Money & Banking

Will get back to normal as customers, businesses return to work: Bajaj Finance MD Rajeev Jain

Our Bureau Mumbai | Updated on April 07, 2020 Published on April 07, 2020

Rajeev Jain, Managing Director, Bajaj Finance Ltd

“The customer right now is in a state of shock... The impact clearly is very brutal,” said Rajeev Jain, Managing Director, Bajaj Finance Ltd (BFL), in his assessment of the impact of the Covid-19 pandemic.

Given the unprecedented and sudden shock, the customer is clearly focused on saving / holding cash, added Jain in a concall with analysts.

“In my 25 years of experience, behavioural science has never been an area of attention from the risk management standpoint. It is so now,” Jain told analysts.

BFL has reasonably assessed that as customers and businesses get back to work, it should get back to normalcy in a short period of time.

“None of us have ever worked from home or ever faced such a long and sudden lockdown. Nor has the economy ever been stalled for such a long period in such a sudden manner.

“...We are confident that the economy has the resilience to navigate a 21-day lockdown. We experienced the same during demonetisation as well. This, of course, seems bigger and has more uncertainties,” explained Jain.

Three likely business scenarios

In the first scenario, if the lockdown opens on April 14, BFL sees business in April to be 20 per cent of its planned volumes, May at 60 per cent and gradually return to 100 per cent of its planned volumes by September.

“The impact of demand is likely to be transient... We may gain some of the lost volumes in the second half of the year, albeit marginally,” said Jain.

In the second scenario, if the lockdown opens on April 30, there could see a reasonable impact on customer psyche. In this scenario, BFL expects business in April to be nil, May to run at 30 per cent of its planned volumes, June at 70 per cent and return to 100 per cent of its planned volumes by October.

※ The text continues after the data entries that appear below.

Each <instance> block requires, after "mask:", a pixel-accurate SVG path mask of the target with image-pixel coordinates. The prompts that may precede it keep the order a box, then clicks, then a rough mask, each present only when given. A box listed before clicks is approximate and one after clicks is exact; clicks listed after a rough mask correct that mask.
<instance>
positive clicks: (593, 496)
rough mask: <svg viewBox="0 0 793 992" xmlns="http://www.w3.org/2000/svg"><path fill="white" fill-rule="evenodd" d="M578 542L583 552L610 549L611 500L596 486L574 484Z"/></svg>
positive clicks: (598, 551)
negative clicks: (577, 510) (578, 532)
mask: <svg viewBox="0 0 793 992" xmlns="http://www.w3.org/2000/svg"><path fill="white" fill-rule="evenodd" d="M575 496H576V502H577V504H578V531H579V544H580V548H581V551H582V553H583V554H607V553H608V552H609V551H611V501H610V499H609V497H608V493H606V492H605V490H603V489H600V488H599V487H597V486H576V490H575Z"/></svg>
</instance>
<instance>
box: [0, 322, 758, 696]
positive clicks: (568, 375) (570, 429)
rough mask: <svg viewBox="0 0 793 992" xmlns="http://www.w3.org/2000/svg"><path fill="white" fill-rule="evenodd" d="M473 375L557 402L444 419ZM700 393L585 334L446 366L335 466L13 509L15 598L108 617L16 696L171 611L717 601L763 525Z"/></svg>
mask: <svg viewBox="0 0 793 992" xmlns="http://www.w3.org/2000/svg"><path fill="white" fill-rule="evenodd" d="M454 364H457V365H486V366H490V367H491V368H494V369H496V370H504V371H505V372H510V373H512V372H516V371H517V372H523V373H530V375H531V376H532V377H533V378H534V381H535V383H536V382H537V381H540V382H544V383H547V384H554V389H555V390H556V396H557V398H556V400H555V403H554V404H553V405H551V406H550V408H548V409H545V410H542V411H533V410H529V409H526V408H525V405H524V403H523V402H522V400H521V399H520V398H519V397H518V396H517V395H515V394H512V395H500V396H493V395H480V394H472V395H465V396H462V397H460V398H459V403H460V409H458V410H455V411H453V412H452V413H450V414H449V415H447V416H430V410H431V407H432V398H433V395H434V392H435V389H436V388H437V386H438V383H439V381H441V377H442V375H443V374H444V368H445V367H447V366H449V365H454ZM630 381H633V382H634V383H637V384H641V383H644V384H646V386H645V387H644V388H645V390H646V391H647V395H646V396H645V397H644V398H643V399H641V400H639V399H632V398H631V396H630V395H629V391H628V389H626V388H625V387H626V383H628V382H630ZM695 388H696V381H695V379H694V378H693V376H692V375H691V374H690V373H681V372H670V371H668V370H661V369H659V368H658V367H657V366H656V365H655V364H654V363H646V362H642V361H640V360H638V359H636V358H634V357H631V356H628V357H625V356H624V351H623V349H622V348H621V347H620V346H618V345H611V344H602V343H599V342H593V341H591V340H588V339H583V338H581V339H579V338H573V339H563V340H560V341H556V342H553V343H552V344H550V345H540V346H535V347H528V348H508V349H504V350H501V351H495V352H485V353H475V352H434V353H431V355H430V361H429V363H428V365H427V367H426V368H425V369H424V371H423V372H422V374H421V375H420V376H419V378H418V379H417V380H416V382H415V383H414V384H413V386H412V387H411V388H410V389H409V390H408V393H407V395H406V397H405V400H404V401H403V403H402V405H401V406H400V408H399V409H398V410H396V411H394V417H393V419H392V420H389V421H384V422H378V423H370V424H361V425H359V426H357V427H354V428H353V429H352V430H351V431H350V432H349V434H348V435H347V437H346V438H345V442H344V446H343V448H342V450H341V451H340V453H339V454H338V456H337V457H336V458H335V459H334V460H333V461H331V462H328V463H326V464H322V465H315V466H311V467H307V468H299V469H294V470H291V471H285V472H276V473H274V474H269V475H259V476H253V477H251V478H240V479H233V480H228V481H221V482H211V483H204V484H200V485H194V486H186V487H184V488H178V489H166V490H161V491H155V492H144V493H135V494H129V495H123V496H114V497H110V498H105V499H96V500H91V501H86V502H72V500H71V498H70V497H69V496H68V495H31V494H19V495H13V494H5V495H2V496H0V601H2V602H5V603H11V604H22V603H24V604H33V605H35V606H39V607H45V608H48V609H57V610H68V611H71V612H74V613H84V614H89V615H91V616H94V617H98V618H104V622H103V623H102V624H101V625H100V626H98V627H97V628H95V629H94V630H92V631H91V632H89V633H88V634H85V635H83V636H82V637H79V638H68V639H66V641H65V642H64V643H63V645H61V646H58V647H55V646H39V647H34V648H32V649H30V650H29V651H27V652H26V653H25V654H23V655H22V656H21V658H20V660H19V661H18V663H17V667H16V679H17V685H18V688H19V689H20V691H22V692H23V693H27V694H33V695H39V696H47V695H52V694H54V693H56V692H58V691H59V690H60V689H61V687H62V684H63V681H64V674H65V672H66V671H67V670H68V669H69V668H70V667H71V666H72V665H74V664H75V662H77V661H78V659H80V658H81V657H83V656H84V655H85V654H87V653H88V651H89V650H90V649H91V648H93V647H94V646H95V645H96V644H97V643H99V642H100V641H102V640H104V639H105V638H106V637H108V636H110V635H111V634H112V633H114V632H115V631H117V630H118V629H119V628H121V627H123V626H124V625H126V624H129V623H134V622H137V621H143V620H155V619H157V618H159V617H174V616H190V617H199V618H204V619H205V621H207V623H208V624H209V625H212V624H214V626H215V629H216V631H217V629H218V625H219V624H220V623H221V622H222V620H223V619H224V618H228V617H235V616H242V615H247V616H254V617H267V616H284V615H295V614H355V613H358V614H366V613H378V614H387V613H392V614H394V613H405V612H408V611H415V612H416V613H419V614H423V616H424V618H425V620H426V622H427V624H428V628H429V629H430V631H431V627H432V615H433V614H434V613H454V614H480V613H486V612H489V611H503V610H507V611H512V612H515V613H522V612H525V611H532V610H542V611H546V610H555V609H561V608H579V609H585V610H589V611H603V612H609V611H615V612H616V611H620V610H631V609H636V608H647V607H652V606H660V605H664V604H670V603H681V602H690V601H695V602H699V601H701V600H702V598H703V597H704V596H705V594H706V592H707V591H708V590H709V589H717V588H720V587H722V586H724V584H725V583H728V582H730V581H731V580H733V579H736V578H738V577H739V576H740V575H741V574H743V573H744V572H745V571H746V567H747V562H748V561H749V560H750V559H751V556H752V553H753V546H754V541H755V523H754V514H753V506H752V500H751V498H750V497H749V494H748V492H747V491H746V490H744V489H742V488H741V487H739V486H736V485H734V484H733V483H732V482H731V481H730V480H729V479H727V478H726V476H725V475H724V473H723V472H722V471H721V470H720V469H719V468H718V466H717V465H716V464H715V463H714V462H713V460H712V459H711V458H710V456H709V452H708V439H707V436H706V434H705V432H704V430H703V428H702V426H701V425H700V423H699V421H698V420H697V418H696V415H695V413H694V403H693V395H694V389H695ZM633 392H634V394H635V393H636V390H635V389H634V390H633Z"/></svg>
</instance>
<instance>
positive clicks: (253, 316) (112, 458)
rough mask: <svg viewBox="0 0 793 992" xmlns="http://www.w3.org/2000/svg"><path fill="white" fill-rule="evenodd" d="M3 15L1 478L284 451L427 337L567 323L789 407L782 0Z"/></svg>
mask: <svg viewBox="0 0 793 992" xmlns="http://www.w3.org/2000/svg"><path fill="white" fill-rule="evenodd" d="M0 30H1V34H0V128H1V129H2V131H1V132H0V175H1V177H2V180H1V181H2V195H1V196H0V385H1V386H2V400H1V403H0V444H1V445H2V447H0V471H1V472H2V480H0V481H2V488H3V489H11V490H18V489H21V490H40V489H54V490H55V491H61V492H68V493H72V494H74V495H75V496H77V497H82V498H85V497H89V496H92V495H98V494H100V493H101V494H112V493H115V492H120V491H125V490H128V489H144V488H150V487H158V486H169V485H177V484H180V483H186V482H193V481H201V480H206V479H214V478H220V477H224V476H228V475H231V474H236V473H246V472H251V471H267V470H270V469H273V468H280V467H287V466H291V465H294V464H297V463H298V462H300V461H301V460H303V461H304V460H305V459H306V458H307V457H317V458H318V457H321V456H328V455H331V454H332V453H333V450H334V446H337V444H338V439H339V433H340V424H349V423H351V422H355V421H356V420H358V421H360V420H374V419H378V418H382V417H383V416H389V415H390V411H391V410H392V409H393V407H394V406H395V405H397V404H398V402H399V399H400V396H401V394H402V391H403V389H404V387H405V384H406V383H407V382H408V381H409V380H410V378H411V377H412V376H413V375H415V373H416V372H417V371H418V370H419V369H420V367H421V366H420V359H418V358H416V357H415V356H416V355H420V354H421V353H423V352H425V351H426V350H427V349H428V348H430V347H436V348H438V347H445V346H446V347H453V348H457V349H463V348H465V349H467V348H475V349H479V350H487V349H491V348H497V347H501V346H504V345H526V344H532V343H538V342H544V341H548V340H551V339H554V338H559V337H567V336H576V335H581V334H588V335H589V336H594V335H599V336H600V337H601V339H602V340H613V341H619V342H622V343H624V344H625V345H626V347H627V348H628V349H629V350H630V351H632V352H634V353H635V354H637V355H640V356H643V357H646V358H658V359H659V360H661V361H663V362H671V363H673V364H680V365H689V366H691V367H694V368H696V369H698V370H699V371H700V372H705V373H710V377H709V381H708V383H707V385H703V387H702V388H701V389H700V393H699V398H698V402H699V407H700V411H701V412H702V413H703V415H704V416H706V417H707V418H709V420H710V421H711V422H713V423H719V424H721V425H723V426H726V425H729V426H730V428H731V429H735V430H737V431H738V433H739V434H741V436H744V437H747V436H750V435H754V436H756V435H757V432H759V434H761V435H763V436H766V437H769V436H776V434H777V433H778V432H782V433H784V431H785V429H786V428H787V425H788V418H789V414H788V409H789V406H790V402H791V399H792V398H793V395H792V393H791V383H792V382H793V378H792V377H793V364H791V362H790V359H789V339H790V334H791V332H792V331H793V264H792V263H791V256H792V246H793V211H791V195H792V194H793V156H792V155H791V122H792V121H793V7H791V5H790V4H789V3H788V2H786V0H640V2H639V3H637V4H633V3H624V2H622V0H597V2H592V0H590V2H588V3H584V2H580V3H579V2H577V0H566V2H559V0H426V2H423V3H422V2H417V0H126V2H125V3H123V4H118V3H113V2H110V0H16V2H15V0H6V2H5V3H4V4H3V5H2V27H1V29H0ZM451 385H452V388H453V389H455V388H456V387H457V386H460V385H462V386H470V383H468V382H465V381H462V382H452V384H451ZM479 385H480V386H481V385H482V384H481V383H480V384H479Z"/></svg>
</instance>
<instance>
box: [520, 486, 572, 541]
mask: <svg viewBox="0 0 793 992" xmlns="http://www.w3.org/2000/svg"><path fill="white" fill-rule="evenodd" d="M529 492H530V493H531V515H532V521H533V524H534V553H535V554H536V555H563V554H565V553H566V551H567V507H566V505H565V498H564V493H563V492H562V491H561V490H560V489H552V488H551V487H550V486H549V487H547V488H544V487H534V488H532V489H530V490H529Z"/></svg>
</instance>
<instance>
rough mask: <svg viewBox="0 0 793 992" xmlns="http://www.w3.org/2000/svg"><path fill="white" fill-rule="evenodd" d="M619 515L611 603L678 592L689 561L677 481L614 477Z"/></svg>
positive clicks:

“The impact on demand, however, is likely to be material...We are not likely to gain any of the lockdown lost sales volume,” assessed Jain.

In the third scenario, if the lockdown goes all the way to 49 days and opens on May 15, BFL sees business in April to be zero, May will be at 20 per cent of its planned volumes, June at 50 per cent and return to 100 per cent of its planned volumes only by Q4.

“The company will be forced to take a harder view on opex (operating expenditure) and explore a 12-15 per cent cut vs current opex cuts of 7-8 per cent,” said the BFL chief.